Ohno M, Yamamoto T, Ueki S
Department of Pharmacology, Faculty of Pharmaceutical Sciences, Kyushu University, Fukuoka, Japan.
Eur J Pharmacol. 1991 Feb 14;193(3):357-61. doi: 10.1016/0014-2999(91)90151-f.
The effect of U-50,488H, a selective kappa-receptor agonist, on memory functions in an animal model of cerebral ischemia was investigated by use of a three-panel runway task. A 5-min period of ischemia caused a significant increase in the number of errors (pushes made on the two incorrect panels of the three panel-gates at four choice points) in a working memory task but it did not impair a reference memory task. U-50,488H at 10 and 32 mg/kg, administered i.p. immediately after blood flow restoration significantly reduced the increase in errors expected to occur in a working memory task assessed 24 h after 5 min of ischemia. This protective effect of U-50,488H on amnesia in the ischemic rat was antagonized by the kappa-receptor antagonist, MR-2266. We conclude that U-50,488H prevents the impairment of working memory following transient forebrain ischemia, an event mediated by the activation of the kappa-opioid receptor.

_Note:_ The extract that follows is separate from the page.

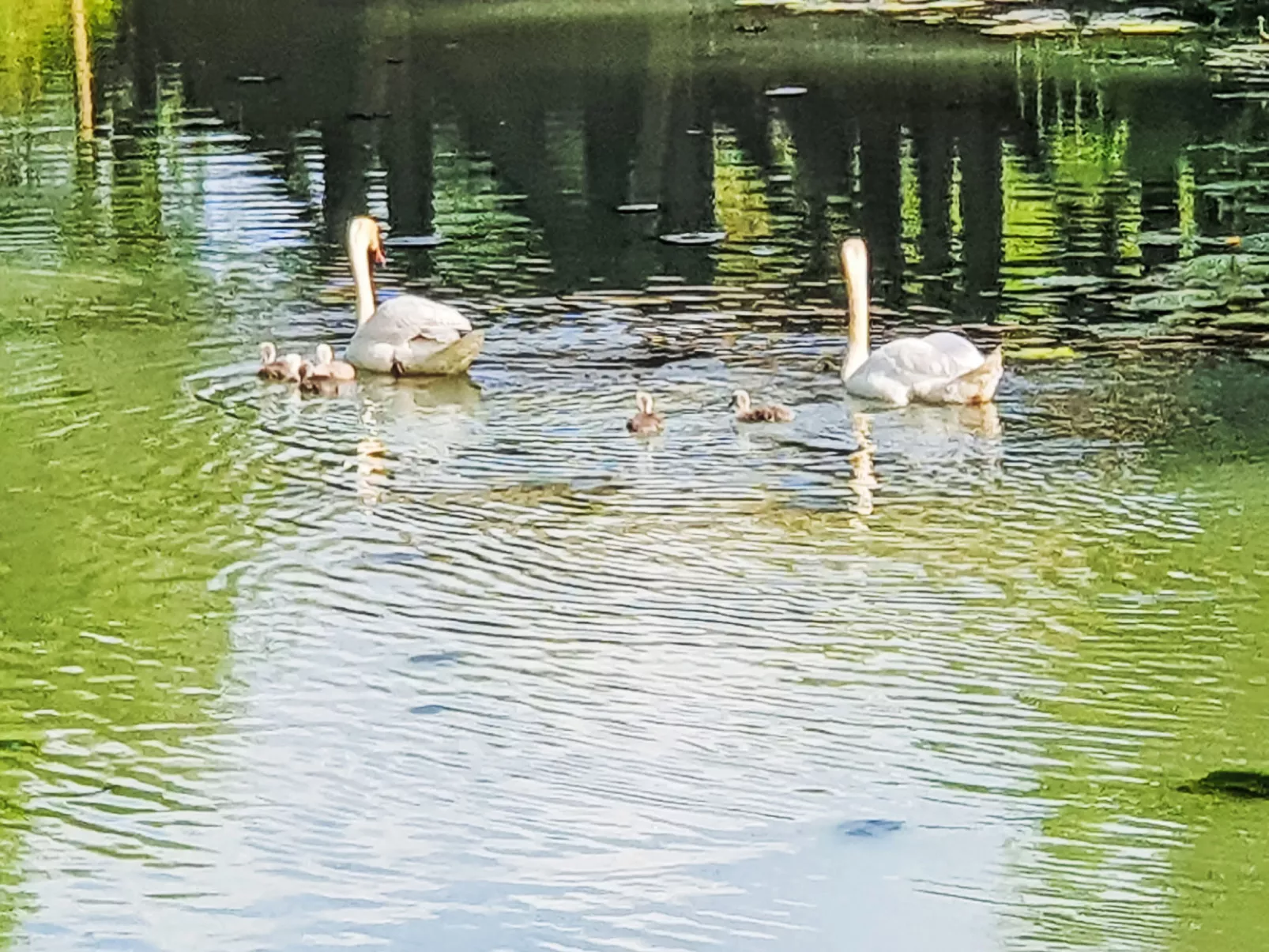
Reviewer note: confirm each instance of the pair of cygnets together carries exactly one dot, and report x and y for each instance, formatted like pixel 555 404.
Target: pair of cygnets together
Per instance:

通过使用三面板跑道任务,研究了选择性κ受体激动剂U - 50,488H对脑缺血动物模型记忆功能的影响。5分钟的缺血期导致工作记忆任务中的错误数量(在四个选择点对三面板门的两个错误面板进行的推动)显著增加,但并未损害参考记忆任务。在血流恢复后立即腹腔注射10和32mg/kg的U - 50,488H,可显著减少预计在缺血5分钟后24小时评估的工作记忆任务中出现的错误增加。κ受体拮抗剂MR - 2266拮抗了U - 50,488H对缺血大鼠失忆症的这种保护作用。我们得出结论,U - 50,488H可预防短暂性前脑缺血后工作记忆的损害,这一事件是由κ阿片受体的激活介导的。